I have 3 related questions:
a) I've seen formulas for GM and GS which eithier do, or do not, involve taking the exponent. Which is right?
i.e. for GM I've seen both $\text{mean}(\ln(1+r_{t}))$ and $\exp(\text{mean}(\ln(1+r_{t})))-1$
For GS again I've seen both $\text{std}(\ln(1+r_{t}))$ and $\exp(\text{std}(\ln(1+r_{t})))-1$
I don't know if there's a right answer to this question or it's just a question of preference, but it seems logical to me that we should reverse the log operation by applying an exponent.
b) It's a well known approximation that the geometric mean (GM) is roughly equal to the arithmetic mean (AM) minus half the variance (V).
(this is a nice paper discussing this, and other approximations)
Does anyone know of a simple approximation for GS similar to $GM = AM - \frac{V}{2}$
Empirically, based on simulating Gaussian returns and also from real data, the geometric standard deviation (GS) seems to be very close to AS. This does however depend on a number of factors:
- Whether we use $\text{std}(\ldots)$ or $\exp(\text{std}(\ldots)) -1$ [See below]. Clearly the latter will always be larger.
- The level of AS. At higher levels of AS, GS will generally be higher than AS.
- The sharpe ratio of the returns. For Sharpe ratio of 0.25 GS is a little higher than AS. With a sharpe ratio of 1.0 GS is lower than AS.
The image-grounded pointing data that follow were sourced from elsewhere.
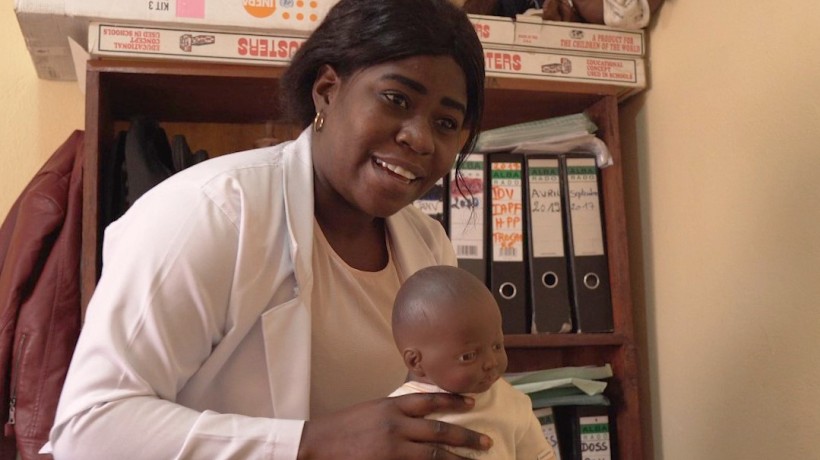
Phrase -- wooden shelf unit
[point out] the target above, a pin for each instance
(224, 108)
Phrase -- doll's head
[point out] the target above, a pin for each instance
(447, 326)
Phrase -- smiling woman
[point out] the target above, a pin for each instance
(244, 305)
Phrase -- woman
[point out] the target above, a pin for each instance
(244, 306)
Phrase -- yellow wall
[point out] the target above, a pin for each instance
(725, 216)
(728, 167)
(36, 116)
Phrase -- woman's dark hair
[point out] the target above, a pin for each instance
(361, 33)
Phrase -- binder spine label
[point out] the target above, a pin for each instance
(595, 442)
(584, 207)
(507, 214)
(545, 207)
(467, 209)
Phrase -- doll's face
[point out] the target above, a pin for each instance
(390, 132)
(465, 353)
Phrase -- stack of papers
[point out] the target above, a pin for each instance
(563, 386)
(564, 134)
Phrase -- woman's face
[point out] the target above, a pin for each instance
(390, 131)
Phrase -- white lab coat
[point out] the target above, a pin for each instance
(197, 339)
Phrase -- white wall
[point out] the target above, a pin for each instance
(730, 224)
(726, 217)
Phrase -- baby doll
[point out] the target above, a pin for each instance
(447, 327)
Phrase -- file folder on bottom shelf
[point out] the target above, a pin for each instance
(592, 301)
(547, 262)
(585, 432)
(467, 231)
(546, 418)
(508, 274)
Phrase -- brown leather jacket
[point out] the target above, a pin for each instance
(40, 314)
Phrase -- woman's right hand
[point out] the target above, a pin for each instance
(391, 428)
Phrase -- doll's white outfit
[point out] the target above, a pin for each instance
(503, 413)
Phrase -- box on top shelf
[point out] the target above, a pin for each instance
(46, 29)
(268, 15)
(189, 43)
(497, 30)
(47, 25)
(578, 37)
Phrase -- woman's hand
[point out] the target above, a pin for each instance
(391, 428)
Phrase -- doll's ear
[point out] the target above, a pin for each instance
(412, 359)
(325, 87)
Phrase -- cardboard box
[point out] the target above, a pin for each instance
(578, 37)
(47, 25)
(46, 29)
(270, 16)
(134, 41)
(493, 30)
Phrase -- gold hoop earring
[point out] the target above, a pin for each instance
(318, 121)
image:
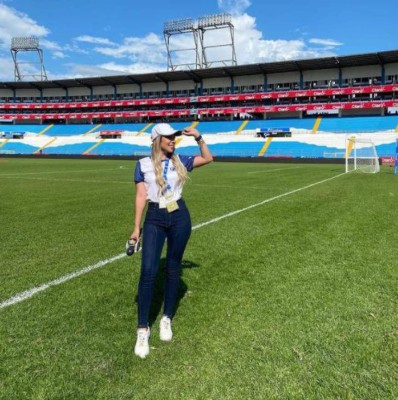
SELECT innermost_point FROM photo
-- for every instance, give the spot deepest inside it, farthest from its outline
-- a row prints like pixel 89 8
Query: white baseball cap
pixel 163 130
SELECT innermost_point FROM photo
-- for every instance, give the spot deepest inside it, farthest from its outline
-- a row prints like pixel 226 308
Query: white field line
pixel 64 172
pixel 66 180
pixel 272 170
pixel 31 292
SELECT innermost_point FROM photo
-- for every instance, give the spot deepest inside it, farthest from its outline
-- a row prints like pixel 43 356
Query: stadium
pixel 288 285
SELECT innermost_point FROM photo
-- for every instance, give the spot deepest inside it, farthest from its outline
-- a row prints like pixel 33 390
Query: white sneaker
pixel 166 333
pixel 142 345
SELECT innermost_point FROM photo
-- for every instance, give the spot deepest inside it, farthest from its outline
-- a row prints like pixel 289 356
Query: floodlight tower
pixel 27 44
pixel 212 22
pixel 178 27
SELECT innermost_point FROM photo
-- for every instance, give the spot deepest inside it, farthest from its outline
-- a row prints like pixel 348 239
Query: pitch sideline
pixel 31 292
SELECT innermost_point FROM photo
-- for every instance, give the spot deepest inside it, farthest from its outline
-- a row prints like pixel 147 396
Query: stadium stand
pixel 315 101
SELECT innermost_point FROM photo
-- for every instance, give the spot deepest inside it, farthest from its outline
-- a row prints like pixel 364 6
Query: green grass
pixel 293 299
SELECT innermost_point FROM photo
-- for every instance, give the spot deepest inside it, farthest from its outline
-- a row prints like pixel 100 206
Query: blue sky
pixel 98 37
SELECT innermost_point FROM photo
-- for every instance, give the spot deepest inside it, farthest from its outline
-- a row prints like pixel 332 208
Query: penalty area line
pixel 31 292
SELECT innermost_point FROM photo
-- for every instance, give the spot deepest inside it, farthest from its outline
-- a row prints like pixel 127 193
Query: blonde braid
pixel 157 166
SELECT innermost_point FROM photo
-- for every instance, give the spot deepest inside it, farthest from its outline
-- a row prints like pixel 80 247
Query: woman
pixel 159 181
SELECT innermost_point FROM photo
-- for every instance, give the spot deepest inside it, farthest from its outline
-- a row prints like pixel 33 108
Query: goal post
pixel 361 156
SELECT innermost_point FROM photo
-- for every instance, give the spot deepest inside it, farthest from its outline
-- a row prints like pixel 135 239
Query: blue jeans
pixel 160 224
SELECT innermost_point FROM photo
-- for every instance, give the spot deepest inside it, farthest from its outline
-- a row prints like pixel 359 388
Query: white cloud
pixel 149 49
pixel 325 42
pixel 95 40
pixel 148 53
pixel 59 54
pixel 234 7
pixel 17 24
pixel 6 69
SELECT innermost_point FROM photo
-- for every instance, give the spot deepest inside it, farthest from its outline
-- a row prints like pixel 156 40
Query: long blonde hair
pixel 157 166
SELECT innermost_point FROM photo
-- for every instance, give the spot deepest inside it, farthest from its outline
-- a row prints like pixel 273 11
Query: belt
pixel 155 205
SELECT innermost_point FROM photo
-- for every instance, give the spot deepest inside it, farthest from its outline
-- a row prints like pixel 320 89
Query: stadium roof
pixel 198 75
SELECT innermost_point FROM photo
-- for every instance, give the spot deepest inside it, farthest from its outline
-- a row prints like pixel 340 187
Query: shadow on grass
pixel 158 290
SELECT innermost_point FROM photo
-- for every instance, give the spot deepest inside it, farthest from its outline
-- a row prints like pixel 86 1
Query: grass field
pixel 295 298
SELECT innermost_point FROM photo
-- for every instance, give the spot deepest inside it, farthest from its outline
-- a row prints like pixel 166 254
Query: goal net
pixel 361 156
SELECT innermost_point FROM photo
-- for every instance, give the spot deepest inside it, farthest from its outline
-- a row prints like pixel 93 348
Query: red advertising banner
pixel 205 111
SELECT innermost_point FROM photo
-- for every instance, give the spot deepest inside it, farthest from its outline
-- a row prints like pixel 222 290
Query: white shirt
pixel 144 172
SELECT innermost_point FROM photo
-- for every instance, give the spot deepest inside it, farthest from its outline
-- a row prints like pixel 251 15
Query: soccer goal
pixel 361 156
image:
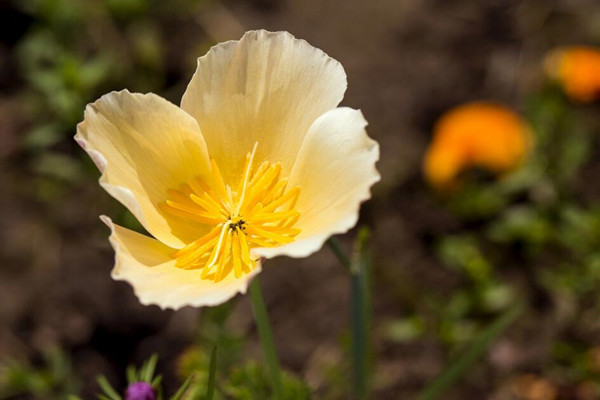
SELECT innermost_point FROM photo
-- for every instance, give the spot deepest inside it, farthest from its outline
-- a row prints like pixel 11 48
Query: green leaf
pixel 109 391
pixel 266 339
pixel 184 387
pixel 148 369
pixel 456 370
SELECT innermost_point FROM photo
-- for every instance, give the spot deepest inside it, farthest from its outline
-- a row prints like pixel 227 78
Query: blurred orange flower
pixel 477 134
pixel 577 69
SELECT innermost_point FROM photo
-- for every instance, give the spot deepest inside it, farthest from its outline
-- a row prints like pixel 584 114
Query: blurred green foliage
pixel 53 378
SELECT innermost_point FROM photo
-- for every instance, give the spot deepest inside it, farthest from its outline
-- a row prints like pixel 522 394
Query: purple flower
pixel 140 391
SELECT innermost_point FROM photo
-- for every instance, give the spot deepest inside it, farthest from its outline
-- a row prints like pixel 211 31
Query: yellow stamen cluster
pixel 259 212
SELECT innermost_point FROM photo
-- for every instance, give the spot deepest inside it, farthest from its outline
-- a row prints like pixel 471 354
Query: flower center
pixel 258 212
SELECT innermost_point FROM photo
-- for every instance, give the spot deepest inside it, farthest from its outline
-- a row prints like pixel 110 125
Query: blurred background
pixel 448 261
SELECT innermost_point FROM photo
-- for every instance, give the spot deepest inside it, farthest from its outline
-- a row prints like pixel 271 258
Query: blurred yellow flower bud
pixel 577 70
pixel 478 134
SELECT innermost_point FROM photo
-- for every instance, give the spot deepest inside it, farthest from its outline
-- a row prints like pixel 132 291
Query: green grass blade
pixel 462 364
pixel 182 389
pixel 266 339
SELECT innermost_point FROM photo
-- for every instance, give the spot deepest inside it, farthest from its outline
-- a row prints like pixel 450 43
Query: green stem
pixel 212 375
pixel 266 339
pixel 359 309
pixel 335 246
pixel 463 364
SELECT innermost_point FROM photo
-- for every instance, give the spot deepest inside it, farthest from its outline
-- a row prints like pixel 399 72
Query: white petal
pixel 147 265
pixel 335 170
pixel 266 88
pixel 144 145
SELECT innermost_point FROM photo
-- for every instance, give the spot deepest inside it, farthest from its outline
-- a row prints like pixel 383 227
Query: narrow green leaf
pixel 107 388
pixel 131 374
pixel 184 387
pixel 360 314
pixel 156 381
pixel 210 386
pixel 148 369
pixel 335 246
pixel 266 339
pixel 456 370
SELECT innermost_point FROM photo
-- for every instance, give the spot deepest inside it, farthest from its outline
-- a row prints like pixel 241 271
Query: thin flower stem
pixel 335 246
pixel 212 374
pixel 360 319
pixel 266 339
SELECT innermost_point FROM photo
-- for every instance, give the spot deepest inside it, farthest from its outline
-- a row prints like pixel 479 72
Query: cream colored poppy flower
pixel 257 162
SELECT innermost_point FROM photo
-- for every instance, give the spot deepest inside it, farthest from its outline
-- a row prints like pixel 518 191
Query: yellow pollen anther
pixel 258 212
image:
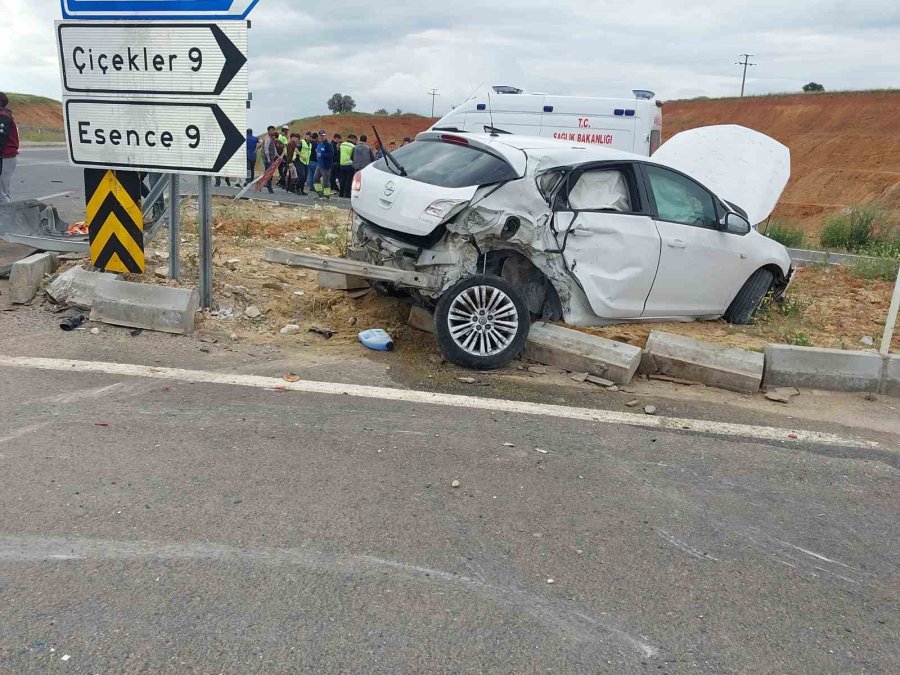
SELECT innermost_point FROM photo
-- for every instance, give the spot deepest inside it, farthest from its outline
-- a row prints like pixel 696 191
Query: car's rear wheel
pixel 481 322
pixel 747 301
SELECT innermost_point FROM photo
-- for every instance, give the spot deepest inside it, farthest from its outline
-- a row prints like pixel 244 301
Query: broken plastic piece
pixel 377 339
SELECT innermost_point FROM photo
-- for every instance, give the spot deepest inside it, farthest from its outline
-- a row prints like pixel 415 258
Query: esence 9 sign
pixel 177 136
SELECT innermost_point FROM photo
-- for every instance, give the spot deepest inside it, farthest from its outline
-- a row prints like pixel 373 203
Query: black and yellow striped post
pixel 115 222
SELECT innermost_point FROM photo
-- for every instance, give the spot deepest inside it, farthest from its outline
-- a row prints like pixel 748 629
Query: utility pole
pixel 433 93
pixel 745 63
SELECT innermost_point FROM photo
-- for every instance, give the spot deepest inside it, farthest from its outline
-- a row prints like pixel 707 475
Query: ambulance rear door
pixel 594 121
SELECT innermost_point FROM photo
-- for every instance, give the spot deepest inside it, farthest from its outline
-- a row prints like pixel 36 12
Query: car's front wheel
pixel 741 309
pixel 481 322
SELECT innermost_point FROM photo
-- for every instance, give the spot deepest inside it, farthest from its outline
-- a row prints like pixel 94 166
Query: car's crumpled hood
pixel 739 165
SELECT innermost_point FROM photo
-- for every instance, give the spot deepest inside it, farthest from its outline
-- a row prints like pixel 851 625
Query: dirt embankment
pixel 36 111
pixel 845 148
pixel 390 127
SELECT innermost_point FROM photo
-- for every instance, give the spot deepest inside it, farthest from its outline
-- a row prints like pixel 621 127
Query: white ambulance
pixel 629 124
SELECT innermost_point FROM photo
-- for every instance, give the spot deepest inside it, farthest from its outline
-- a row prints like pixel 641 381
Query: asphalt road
pixel 44 172
pixel 173 525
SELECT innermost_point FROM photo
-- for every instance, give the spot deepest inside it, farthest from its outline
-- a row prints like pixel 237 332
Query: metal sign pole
pixel 891 320
pixel 204 225
pixel 174 227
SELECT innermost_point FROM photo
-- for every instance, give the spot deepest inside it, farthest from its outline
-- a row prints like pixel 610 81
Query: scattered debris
pixel 71 322
pixel 599 381
pixel 782 394
pixel 377 339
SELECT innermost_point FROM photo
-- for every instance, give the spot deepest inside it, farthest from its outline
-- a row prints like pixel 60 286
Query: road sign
pixel 179 136
pixel 215 10
pixel 141 59
pixel 115 224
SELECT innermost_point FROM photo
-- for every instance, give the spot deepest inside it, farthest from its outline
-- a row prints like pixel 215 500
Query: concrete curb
pixel 816 368
pixel 689 359
pixel 124 303
pixel 582 353
pixel 26 275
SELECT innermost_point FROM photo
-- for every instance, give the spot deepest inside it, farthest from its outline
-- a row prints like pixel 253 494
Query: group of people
pixel 310 161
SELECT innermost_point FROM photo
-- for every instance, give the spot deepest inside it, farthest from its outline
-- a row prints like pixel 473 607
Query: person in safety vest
pixel 346 165
pixel 301 161
pixel 313 140
pixel 324 166
pixel 9 149
pixel 283 138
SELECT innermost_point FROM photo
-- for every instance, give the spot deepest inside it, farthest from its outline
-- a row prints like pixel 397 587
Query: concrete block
pixel 124 303
pixel 75 287
pixel 341 282
pixel 582 353
pixel 421 318
pixel 835 369
pixel 892 383
pixel 689 359
pixel 26 275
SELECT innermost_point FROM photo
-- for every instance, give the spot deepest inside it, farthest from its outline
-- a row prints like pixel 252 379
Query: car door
pixel 700 264
pixel 609 241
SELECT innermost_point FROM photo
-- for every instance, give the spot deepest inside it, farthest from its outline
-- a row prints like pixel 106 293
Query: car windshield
pixel 450 165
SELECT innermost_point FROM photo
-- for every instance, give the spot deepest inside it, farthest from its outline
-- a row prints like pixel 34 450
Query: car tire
pixel 481 322
pixel 747 301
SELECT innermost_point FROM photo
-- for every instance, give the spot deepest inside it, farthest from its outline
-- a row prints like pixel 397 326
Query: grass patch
pixel 786 234
pixel 856 229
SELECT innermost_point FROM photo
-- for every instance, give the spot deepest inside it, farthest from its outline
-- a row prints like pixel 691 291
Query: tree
pixel 340 103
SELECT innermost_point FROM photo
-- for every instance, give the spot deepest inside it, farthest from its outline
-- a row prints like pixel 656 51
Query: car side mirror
pixel 736 223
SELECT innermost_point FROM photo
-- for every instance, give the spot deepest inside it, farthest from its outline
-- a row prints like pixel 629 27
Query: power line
pixel 433 93
pixel 745 63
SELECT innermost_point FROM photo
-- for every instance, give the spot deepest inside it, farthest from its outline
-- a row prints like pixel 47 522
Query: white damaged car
pixel 515 227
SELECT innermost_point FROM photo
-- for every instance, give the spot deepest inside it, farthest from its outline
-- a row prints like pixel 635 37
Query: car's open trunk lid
pixel 740 165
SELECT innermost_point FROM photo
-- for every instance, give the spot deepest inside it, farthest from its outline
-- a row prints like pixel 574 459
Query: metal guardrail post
pixel 204 226
pixel 174 227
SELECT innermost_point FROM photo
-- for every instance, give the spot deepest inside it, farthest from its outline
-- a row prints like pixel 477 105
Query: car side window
pixel 601 190
pixel 681 200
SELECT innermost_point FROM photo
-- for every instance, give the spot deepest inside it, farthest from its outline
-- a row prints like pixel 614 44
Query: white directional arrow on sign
pixel 202 137
pixel 142 59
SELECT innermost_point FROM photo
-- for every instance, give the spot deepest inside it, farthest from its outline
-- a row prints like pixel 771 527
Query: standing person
pixel 283 138
pixel 346 165
pixel 252 143
pixel 362 155
pixel 324 165
pixel 336 147
pixel 9 149
pixel 270 152
pixel 303 157
pixel 313 139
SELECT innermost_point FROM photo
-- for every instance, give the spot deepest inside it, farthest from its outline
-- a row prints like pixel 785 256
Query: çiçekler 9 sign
pixel 210 10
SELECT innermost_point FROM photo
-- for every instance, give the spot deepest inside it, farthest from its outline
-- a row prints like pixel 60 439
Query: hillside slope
pixel 845 148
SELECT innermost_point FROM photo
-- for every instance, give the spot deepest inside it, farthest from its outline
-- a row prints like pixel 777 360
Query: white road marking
pixel 55 194
pixel 423 397
pixel 556 613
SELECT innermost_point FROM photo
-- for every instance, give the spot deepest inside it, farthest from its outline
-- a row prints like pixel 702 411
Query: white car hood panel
pixel 739 165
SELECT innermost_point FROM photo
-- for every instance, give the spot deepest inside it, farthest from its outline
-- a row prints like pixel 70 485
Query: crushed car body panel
pixel 742 166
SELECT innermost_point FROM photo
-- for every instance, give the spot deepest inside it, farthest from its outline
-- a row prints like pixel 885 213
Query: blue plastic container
pixel 376 339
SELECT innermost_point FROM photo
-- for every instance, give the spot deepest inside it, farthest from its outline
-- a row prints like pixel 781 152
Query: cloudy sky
pixel 389 55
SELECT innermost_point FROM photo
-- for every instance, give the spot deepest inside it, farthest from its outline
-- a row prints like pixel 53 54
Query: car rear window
pixel 449 165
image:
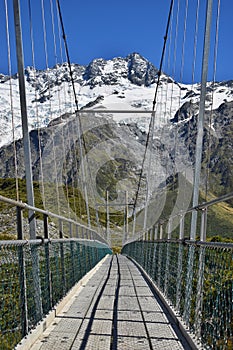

c) Given GM less than AM and AS~GS, I don't understand why it's usually quoted that "geometric Sharpe ratios $(\frac{GM}{GS})$ are higher than arithmetic $(\frac{AM}{AS})$"
Again with experiments this only seems to hold true for unrealistically high Sharpes. For annualised Sharpes below around 0.7 the Geometric sharpe is lower than the arithmetic. In the real world there aren't many assets with Sharpes above 0.7....
It also depends on if what the answer to question (a) is. The exponent version of GS and GM gives a slightly lower sharpe ratio figure than the simple versions do.